Are there optimal portfolio theories than instead of the expected value they were based on the Mode of distributions?
During my engineer student days I saw the Markowitz theory for portfolio selection and there is something that always bothers me, and it is that are based on maximizing the expected value... let me explain why:
If the price of assets follows a skewed LogNormal distribution (as is suggested by the Black-Scholes model), the expected value is going to be always above the Mode, meaning that the most probable value I will find if I look the asset at a random time (the Mode), will be different from the expected value.
Since when making a portfolio I bought assets where I don't really know when I am going to sell them, I should be trying to achieve the higher prices for the most possible times, so, if I decide to sell at a random time, their observed values are the higher probable ones.
But if I have the average value always, other will be asking the same amount of prize since is the expected value for that asset, but the most probable value I should see is going to be below this value so I will be in a bad situation.
So, instead of this strategy, I should be trying to be over that value to sell it with a higher margin.
Or thinking it on this other way... If I maximized the expected value, and I go to sell at some random time, since for LogNormal distributions the expected value is above the Mode, I am going to be below the market value of the asset the most of the time, so I will be losing money.

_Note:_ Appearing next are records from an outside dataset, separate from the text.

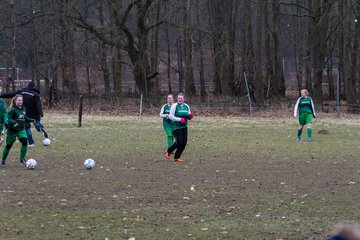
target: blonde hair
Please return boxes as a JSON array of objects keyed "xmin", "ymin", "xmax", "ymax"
[
  {"xmin": 300, "ymin": 88, "xmax": 309, "ymax": 96},
  {"xmin": 10, "ymin": 94, "xmax": 23, "ymax": 107}
]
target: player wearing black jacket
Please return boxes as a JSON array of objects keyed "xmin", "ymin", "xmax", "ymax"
[{"xmin": 0, "ymin": 82, "xmax": 49, "ymax": 148}]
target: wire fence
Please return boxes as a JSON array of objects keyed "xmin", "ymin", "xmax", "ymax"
[{"xmin": 44, "ymin": 92, "xmax": 360, "ymax": 116}]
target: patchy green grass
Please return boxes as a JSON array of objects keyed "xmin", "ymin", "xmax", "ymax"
[{"xmin": 0, "ymin": 114, "xmax": 360, "ymax": 239}]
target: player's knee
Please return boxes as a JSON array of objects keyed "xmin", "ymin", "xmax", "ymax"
[{"xmin": 19, "ymin": 138, "xmax": 27, "ymax": 146}]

This is why my intuition says that a portfolio optimization strategy should be maximizing the Mode of the distribution instead of the expected value (constrained to other figures like minimizing the overall variance, as example, but for now I don't want to close the question to other possible figures).
This is why I want to know If there exists porfolio strategies that maximized the Mode instead of the Expected Value of the assets. Please any reference are welcome, since I didn't find any on Google (maybe because I am not using the right terms gived I am not a researcher on this area, neither a native English speaker).
Summarizing, in my opinion: the "most expected value" in a skewed probability distribution is the Mode and not the "Mean value" (it is just that in symmetrical distributions they match to be the same value, and because of of the wide use of the Normal distribution on physics, due it is the maximum entropy distribution for finite mean and power, the idea is stack in everybody minds), so I want to know about alternatives where the Mode instead of the Mean Value is used to characterize the variables (also, if I am right for some distributions where the mean value is undefined, the Mode does indeed exist anyway).
Beforehand, thanks you very much.
Don't know if this is something easy to do or not, but maybe fastly comparing portfolios, one made with classic Markowitz, an the other choosing portfolios with a modified efficient frontier made with Modes instead of Expected values... It will behave better or not?
2nd Added Later
Due the few numbers of comments and answers, I would like to ask also... Is my intuition wrong?... or this is an example of being this an understudied assumption?